Complete step by step solution:
To prove: ${\sin ^{ - 1}}(2x\sqrt {1 - {x^2}} ) = 2{\cos ^{ - 1}}x,\dfrac{1}{{\sqrt 2 }} \leqslant x \leqslant 1$
Proof: Taking left hand side of the given equation , we will get the following
 ${\sin ^{ - 1}}(2x\sqrt {1 - {x^2}} )$
Now we have to simplify the given equation as shown below ,
We have let $x = \cos \theta $ for simplification, substitute this in the above expression , we will get the following result,
$
   \Rightarrow {\sin ^{ - 1}}(2\cos \theta \sqrt {1 - {{\cos }^2}\theta } ) \\
   = {\sin ^{ - 1}}(2\cos \theta \sin \theta ) \\
 $ ( using identity ${\sin ^2}\theta = 1 - {\cos ^2}\theta $ )

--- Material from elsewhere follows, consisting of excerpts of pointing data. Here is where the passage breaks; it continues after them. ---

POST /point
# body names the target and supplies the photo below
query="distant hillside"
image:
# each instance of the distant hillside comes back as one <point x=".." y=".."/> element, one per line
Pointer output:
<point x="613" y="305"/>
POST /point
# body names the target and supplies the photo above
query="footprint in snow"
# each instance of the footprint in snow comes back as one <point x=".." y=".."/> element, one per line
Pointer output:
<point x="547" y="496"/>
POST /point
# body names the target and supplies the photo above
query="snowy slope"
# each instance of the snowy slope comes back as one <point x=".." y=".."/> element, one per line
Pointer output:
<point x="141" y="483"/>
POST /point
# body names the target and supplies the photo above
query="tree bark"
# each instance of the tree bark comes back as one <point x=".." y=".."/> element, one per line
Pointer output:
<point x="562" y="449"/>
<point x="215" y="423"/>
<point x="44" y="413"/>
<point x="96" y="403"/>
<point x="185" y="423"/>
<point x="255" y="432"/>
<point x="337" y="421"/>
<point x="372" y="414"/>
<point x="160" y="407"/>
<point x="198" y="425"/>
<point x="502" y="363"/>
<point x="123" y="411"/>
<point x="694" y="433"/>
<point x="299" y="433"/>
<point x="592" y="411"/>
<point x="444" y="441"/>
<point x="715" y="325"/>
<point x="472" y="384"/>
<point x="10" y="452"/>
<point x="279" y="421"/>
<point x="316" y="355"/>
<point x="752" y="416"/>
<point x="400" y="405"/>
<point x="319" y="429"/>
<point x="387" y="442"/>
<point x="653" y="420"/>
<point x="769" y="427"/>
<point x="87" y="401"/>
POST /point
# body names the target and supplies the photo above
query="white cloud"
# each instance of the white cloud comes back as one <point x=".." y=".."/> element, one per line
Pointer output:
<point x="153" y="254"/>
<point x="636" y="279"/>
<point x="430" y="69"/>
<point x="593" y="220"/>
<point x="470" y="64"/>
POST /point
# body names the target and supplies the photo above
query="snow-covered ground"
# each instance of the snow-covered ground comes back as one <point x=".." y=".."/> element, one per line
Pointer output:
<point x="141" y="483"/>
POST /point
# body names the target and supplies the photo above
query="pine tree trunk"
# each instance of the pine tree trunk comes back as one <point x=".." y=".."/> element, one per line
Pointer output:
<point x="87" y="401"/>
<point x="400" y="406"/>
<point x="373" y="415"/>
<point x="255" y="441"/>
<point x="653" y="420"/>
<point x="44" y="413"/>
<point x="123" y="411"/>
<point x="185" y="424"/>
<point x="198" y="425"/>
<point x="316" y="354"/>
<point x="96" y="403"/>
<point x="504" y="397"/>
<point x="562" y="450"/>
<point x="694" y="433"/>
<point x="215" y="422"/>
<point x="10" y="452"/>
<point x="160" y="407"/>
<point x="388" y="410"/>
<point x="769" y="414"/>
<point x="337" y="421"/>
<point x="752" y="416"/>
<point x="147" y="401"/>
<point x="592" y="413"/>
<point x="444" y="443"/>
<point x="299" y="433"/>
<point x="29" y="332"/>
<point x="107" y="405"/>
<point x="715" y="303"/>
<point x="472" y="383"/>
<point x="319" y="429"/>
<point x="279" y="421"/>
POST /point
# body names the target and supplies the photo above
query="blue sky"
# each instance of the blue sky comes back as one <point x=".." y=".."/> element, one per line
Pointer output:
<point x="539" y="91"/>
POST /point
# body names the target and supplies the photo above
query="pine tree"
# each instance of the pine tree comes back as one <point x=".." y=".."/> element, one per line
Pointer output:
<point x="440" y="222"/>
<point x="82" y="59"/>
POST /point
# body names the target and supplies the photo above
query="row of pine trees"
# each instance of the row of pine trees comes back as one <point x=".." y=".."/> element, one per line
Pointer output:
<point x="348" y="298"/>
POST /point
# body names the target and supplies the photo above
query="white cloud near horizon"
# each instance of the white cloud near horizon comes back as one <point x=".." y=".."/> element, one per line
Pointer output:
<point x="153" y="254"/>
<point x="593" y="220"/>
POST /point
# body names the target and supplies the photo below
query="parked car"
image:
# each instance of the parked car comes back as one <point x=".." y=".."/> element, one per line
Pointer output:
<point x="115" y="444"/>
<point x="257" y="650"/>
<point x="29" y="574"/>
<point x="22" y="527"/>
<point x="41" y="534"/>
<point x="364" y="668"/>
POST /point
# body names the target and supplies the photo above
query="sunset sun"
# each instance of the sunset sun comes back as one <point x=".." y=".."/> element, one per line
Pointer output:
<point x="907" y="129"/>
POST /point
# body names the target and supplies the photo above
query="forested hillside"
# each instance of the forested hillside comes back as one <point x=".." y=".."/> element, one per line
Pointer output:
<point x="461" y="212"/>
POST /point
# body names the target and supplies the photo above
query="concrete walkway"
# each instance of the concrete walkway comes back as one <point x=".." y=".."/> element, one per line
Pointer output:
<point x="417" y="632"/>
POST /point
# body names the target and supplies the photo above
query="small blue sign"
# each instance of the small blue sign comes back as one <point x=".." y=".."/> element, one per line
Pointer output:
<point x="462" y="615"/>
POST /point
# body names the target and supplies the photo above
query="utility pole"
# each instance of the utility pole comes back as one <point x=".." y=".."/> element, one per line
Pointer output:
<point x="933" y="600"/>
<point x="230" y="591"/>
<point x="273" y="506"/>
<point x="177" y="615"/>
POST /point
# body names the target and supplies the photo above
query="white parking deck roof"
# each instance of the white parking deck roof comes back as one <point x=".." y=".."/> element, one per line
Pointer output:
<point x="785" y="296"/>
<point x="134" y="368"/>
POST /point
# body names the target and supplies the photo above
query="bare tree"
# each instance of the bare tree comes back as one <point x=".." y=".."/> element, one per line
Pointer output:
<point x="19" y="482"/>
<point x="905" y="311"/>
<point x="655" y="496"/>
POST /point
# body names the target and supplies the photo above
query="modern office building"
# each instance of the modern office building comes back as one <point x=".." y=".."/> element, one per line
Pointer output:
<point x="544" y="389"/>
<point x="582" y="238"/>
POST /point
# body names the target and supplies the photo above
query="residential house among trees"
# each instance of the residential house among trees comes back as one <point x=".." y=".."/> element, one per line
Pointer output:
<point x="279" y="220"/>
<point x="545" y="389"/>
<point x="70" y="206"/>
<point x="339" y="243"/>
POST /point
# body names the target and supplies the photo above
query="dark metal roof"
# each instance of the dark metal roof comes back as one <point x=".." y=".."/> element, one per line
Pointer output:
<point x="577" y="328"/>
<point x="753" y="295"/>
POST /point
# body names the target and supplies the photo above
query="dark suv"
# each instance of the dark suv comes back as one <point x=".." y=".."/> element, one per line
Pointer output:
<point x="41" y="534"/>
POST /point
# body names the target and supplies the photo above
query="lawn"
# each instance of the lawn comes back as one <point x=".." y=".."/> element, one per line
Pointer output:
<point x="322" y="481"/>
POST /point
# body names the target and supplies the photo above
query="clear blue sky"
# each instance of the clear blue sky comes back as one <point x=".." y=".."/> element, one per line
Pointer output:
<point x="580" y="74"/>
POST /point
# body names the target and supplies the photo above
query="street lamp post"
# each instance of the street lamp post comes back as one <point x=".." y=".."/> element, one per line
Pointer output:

Now we have to simplify the given equation as shown below ,
Using the identity $\sin 2\theta = 2\sin \theta \cos \theta $ , we will get ,
$
   = {\sin ^{ - 1}}(\sin 2\theta ) \\
   = 2\theta \\
 $
Now we have to simplify the given equation as shown below ,
$ = 2{\cos ^{ - 1}}x$
Which is equal to R.H.S ,
Since L.H.S=R.H.S
Hence proved.

Note: Some other equations needed for solving these types of problem are:
$1 - {\cos ^2}x = {\sin ^2}x$ and
$\sin 2\theta = 2\sin \theta \cos \theta $
Range of cosine and sine: $\left[ { - 1,1} \right]$ ,
Also, while approaching a trigonometric problem one should keep in mind that one should work with one side at a time and manipulate it to the other side. The most straightforward way to do this is to simplify one side to the other directly, but we can also transform both sides to a common expression if we see no direct way to connect the two. Questions similar in nature as that of above can be approached in a similar manner and we can solve it easily.